“I meet Milan Kučan at the entrance to a restaurant in Rateče. Because he is old, I hold the door for him. And he asks me: They haven’t locked you up yet? I look at him in surprise and ask if they haven’t locked him up yet, either. He says they have not. And I respond to him: Then, we are both still free,” Uroš Urbanija, Director of TV Slovenia, shared his experience of his close encounter with Milan Kučan.
Director of TV Slovenia, Uroš Urbanija, will remember his visit to Rateče on Friday very well, as Milan Kučan, the former first man of the communist regime, made a comment to him at the entrance of the restaurant that could have been interpreted as a threat of imprisonment. When Urbanija held the door for him, the “communist bully”, as former minister Vasko Simoniti described him, asked Urbanija, “They haven’t locked you up yet?”

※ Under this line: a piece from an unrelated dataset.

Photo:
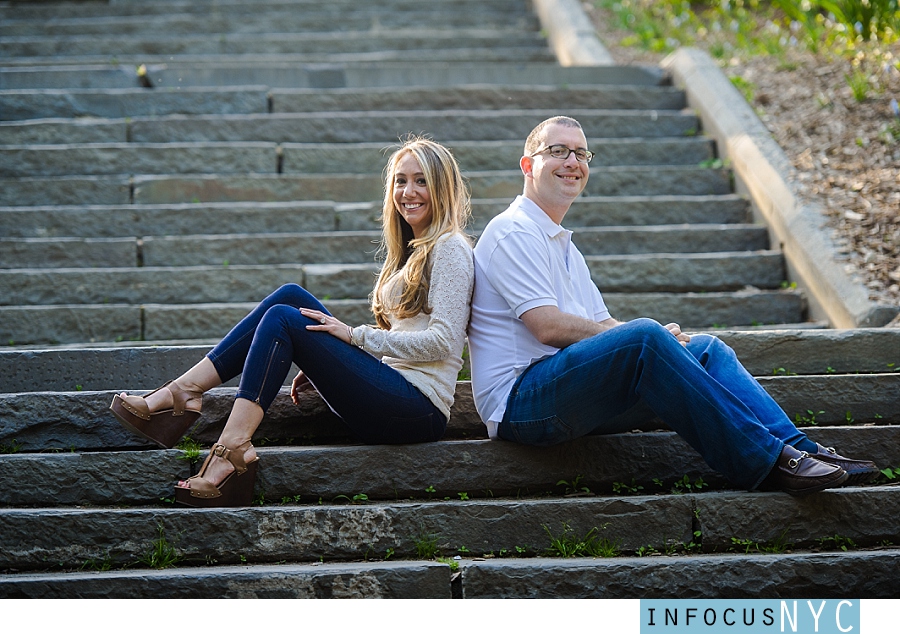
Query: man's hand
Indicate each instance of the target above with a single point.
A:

This time, Kučan stepped out of his “nice little man” role he plays for the cameras and showed his true nature – undemocratic and totalitarian. He has shown that respect for the integrity of the individual and for human rights really means nothing to him and that he is intimately on the side of those who want to forcibly remove the current leadership of RTV – which, for the time being, is protected only by the Slovenian Constitution.
Kučan would still like to have the option to imprison people
His statement is particularly problematic because it is well known that Kučan was once the head of the entire repressive apparatus of the former totalitarian state, which flagrantly violated human rights, and under him, the secret police, the State Security Administration, killed political opponents and carried out terrorist actions. The influence of the former forces has persisted in the transition to an independent state, and the judiciary, in particular, is still used as a means of repressing opponents and maintaining the influence of the transitional left. The panic on the left is all the greater because the Constitutional Court has not yet acted in accordance with their expectations, since control of broadcasting is of existential importance to them. Whether the court’s decision will follow Kučan’s “omerta” will be known soon.
But this is not the first time that Kučan has lost his nerve and “fallen out”. A few years ago, he also shocked a POP TV journalist with a chauvinist statement – when she asked him a question that was not to his liking, he responded: “You aren’t married yet, right? You should work on that.”